We’re all pulled in a million ways, million different directions, and COVID made it a ton worse. Now we’ve lost the ability to have compassion for people who are afraid of the vaccine, because of all the information online, their own belief. They’re good people trying to make rational decisions and we call them anti-vaxxers and we brand them as dumb and all this other stuff. How’s that working out for us? How is that working out for convincing them to, to get vaccinated or to do the, whatever the right thing is, we think the right thing is for them? Not very well, I’ll tell you that ’cause I get the emails. All right. So I’m going to keep talking about this stuff and it’s not going to make me very popular.

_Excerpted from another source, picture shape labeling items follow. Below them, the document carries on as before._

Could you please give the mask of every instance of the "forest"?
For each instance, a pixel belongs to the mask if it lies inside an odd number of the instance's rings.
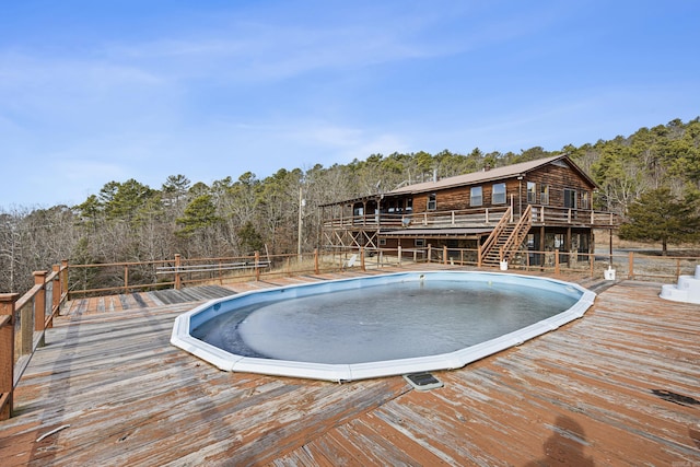
[[[700,118],[675,119],[627,137],[551,152],[535,147],[520,153],[483,153],[476,148],[468,154],[448,150],[371,154],[363,161],[329,167],[280,168],[262,179],[246,172],[211,185],[191,183],[183,174],[168,176],[161,187],[136,179],[114,180],[78,206],[0,206],[0,292],[25,291],[32,285],[32,271],[50,269],[61,259],[100,264],[164,259],[175,254],[240,256],[262,248],[269,254],[294,253],[300,209],[301,244],[304,250],[312,250],[320,241],[318,206],[323,203],[388,191],[429,179],[434,172],[443,178],[561,153],[569,154],[598,184],[597,210],[630,219],[641,201],[661,194],[662,211],[665,203],[676,203],[673,206],[685,209],[684,215],[700,214]],[[658,240],[634,229],[627,232],[640,240]]]

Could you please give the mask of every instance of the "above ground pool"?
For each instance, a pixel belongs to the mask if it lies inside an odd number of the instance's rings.
[[[226,371],[330,381],[462,367],[583,316],[595,294],[495,272],[400,272],[246,292],[171,342]]]

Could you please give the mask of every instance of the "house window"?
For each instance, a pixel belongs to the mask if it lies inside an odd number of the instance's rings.
[[[588,191],[584,191],[581,194],[581,209],[588,209],[588,208],[591,208]]]
[[[549,205],[549,185],[539,186],[539,203]]]
[[[428,210],[434,211],[438,209],[438,196],[434,192],[428,195]]]
[[[491,192],[492,205],[505,205],[505,184],[493,184]]]
[[[527,183],[527,203],[535,205],[537,202],[537,184],[535,182]]]
[[[481,206],[483,205],[483,197],[481,196],[481,187],[471,187],[471,192],[469,196],[469,206]]]
[[[576,190],[564,188],[564,208],[576,209]]]

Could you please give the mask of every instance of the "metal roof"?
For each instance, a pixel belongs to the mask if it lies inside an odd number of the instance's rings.
[[[490,234],[493,227],[469,227],[469,229],[404,229],[396,231],[380,232],[380,236],[406,236],[406,237],[440,237],[440,236],[465,236]]]
[[[357,201],[369,200],[369,199],[377,199],[381,197],[392,197],[392,196],[435,191],[435,190],[452,188],[457,186],[476,185],[476,184],[491,182],[491,180],[512,178],[521,175],[524,176],[528,172],[532,172],[536,168],[542,167],[547,164],[551,164],[557,161],[561,161],[561,163],[567,164],[571,170],[576,172],[583,179],[585,179],[588,184],[591,184],[592,187],[597,186],[597,184],[593,180],[593,178],[586,175],[586,173],[583,172],[581,167],[579,167],[573,161],[571,161],[569,156],[567,156],[567,154],[559,154],[550,157],[537,159],[534,161],[521,162],[518,164],[511,164],[511,165],[505,165],[503,167],[491,168],[489,171],[472,172],[469,174],[442,178],[436,182],[431,180],[431,182],[423,182],[423,183],[413,184],[413,185],[407,185],[405,187],[400,187],[383,194],[368,195],[368,196],[352,198],[348,200],[329,202],[322,206],[332,206],[332,205],[357,202]]]

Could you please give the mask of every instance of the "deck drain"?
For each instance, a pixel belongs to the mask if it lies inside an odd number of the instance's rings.
[[[405,374],[404,380],[416,390],[430,390],[444,386],[440,380],[428,372]]]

No one’s going to hire me to speak. I don’t care. I really don’t, ’cause when I talk, when I do talks for nurses and doctors and these virtual talks, I’m real with them, and you know what? A lot of these organizations, if they’re, if, if they’re any good, they’re down with it, because they understand that we need this new anti-fragile way of being in the world and it starts with us. It does. We can’t keep externalizing blame, like you can blame that parking spot as the last straw. That’s fine, but it’s on you if you take that sitting down. Yeah. It takes courage, it’s really scary. It does. All right, guys. I really love you, I really do. Really. I’m trying to, I’m trying to bring this from a place of love and you see I get angry, right, ’cause that’s what I feel and it comes through, but then you let it go, but I think we really need to authentically understand how we feel about this and what it means. All right, guys, I love you. Please share the video. We’re out.